An der Tür wurde geklopft — ein unerwarteter Ruck holte mich aus meiner stillen, kontemplativen Depression. Eine Sekunde lang dachte ich, es wäre Alex, der zurückkam, um meine Vergebung zu erflehen. Fast augenblicklich fiel ich in die Realität zurück. Sehr wahrscheinlich war es meine Nachbarin in Brooklyn und Ersatzmutter Santina Epstein. Sie ist Kosmetikerin und findet, alle meine Probleme würden sich von alleine lösen, wenn ich mich endlich zu einer Make-up-Beratung aufraffen würde. Seit Wochen ging ich ihr aus dem Weg und hatte auch heute keine Lust auf sie. Das Gehämmere hörte nicht auf. Ich stand langsam auf und öffnete die Tür.
Der Mann musterte mich zweimal von oben bis unten. Diese Art Höflichkeit zahlte ich mit gleicher Münze zurück. Er war riesig — 140 Kilo, 1,95 m mindestens, mit einer Aufmachung, die noch beeindruckender war als sein Umfang. Er hatte sich von seinen Motorradstiefeln aufwärts vollständig in schwarzes Leder eingedeckt — die Hosen offenbar eine Maßanfertigung von Omar dem Zeltmacher. Sein dunkles Haar war feucht und labberig wie schwarze Spaghetti in einem Sieb, und sein Kopf war entschieden zu klein für seine massige Gestalt. Seine Augen waren einfach winzig, nasse Schlitze in seinem Gesicht. Als er seine Handschuhe abzog, bemerkte ich die schwarzen Halbmonde unter seinen Fingernägeln — entweder ein Indiz für einen Mechaniker oder für eine katastrophale Hygiene. Das einzige, was an ihm ordentlich war, war sein Bart — er war gestutzt und gekämmt und einen Tick heller als seine Haare.
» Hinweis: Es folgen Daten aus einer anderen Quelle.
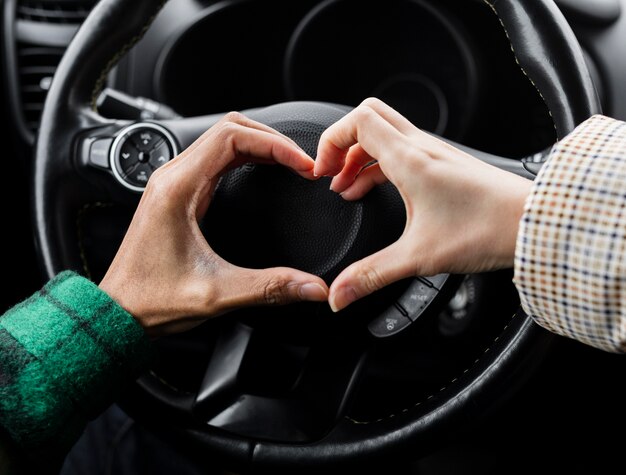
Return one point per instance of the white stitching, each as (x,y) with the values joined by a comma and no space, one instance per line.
(443,388)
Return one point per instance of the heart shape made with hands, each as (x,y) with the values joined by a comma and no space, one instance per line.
(266,216)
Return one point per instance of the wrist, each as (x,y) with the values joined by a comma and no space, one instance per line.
(515,193)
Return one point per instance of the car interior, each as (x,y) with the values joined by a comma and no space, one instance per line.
(435,375)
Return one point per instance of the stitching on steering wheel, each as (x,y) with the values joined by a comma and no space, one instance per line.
(99,85)
(492,6)
(443,388)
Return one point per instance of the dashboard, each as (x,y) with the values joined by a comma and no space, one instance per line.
(445,64)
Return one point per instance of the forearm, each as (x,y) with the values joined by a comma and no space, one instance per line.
(65,353)
(570,266)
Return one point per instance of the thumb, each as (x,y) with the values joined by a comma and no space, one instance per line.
(370,274)
(275,286)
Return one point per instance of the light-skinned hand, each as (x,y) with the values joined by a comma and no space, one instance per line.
(462,214)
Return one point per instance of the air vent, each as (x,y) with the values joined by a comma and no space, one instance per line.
(68,12)
(36,66)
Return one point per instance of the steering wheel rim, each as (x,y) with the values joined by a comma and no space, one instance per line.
(69,111)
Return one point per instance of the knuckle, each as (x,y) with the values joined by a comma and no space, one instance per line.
(226,131)
(372,102)
(234,117)
(275,291)
(364,113)
(371,279)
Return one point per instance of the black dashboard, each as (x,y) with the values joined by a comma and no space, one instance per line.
(445,64)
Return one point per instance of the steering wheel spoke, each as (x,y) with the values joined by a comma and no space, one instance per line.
(219,385)
(240,393)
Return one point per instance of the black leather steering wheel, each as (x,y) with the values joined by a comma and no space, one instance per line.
(309,424)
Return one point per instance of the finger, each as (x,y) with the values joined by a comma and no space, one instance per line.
(363,126)
(356,159)
(237,118)
(275,286)
(238,144)
(370,274)
(369,178)
(392,116)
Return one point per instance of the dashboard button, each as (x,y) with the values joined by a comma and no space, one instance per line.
(436,281)
(138,150)
(139,175)
(160,156)
(417,298)
(389,323)
(99,152)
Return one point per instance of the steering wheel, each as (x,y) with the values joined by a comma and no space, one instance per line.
(301,411)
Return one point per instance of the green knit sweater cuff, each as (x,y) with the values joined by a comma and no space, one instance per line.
(65,353)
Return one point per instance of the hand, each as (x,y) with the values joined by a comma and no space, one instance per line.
(165,274)
(462,214)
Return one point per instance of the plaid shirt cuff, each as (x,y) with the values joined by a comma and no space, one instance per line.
(65,353)
(570,263)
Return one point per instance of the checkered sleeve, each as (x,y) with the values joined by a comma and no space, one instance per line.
(570,262)
(64,355)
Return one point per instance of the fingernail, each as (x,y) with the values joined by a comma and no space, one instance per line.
(342,298)
(332,185)
(313,292)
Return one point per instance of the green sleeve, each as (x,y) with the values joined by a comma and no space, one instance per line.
(65,353)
Er roch nach Schmiere, nach Straße und nach gegerbtem Leder.
»Das wird schon reichen«, sagte er barsch und langte in seine Hosentasche. Ein henkelmanngroßes Bündel wurde herausgezerrt, von dem er zehn Scheine abpellte und mir in die Hand drückte.
Während ich zählte, fragte ich: »Glaubst du wirklich, das bin ich wert?« Es waren 1000 Dollar.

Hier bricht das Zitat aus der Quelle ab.